The United States Department of Agriculture plans to announce Monday that it will spend $52 million to support local and regional food systems like farmers’ markets and food hubs and to spur research on organic farming.
The local food movement has been one of the fastest growing segments of the business, as consumers seek to know more about where, how and by whom their food is grown.
But local farmers still struggle to market their food. Distribution systems are intended to accommodate the needs of large-scale commercial farms and growers. Grocery stores and restaurants largely rely on big distribution centers and are only beginning to figure out how to incorporate small batches of produce into their overall merchandise mixes.

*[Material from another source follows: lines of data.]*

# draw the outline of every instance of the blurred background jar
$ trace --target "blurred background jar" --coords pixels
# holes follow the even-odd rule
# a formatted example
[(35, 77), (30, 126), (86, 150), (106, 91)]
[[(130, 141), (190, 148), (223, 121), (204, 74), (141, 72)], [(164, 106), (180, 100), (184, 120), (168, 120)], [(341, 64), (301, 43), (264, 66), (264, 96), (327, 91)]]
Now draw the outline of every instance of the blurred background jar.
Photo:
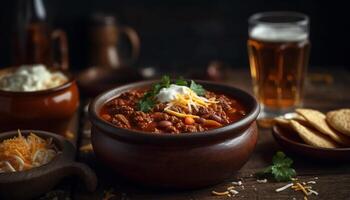
[[(17, 0), (13, 64), (68, 68), (64, 31), (53, 29), (43, 0)], [(55, 48), (57, 46), (57, 48)]]
[[(101, 13), (92, 15), (90, 24), (90, 66), (116, 69), (137, 61), (140, 39), (133, 28), (120, 26), (114, 16)], [(121, 45), (123, 34), (130, 43), (129, 53)]]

Farmers’ markets are proliferating around the country, increasing 76 percent to 8,268 since 2008, according to the Agriculture Department, but they have trouble marketing themselves. And few consumers are aware of a website the department created to help them find a farmers market in their area.
“These types of local food systems are the cornerstones of our plans to revitalize the rural economy,” Tom Vilsack, the agriculture secretary, said in a telephone interview. “If you can connect local produce with markets that are local, money gets rolled around in the local community more directly compared to commercial agriculture where products get shipped in large quantities somewhere else, helping the economy there.”
The $52 million will be the first outlay to local and organic enterprises of the farm bill signed into law by President Obama in February, which tripled the amount of money aimed at that sector to $291 million. The organic business, which has long complained that the Agriculture Department does not support it financially, will get $125 million over the next five years for research and $50 million for conservation programs.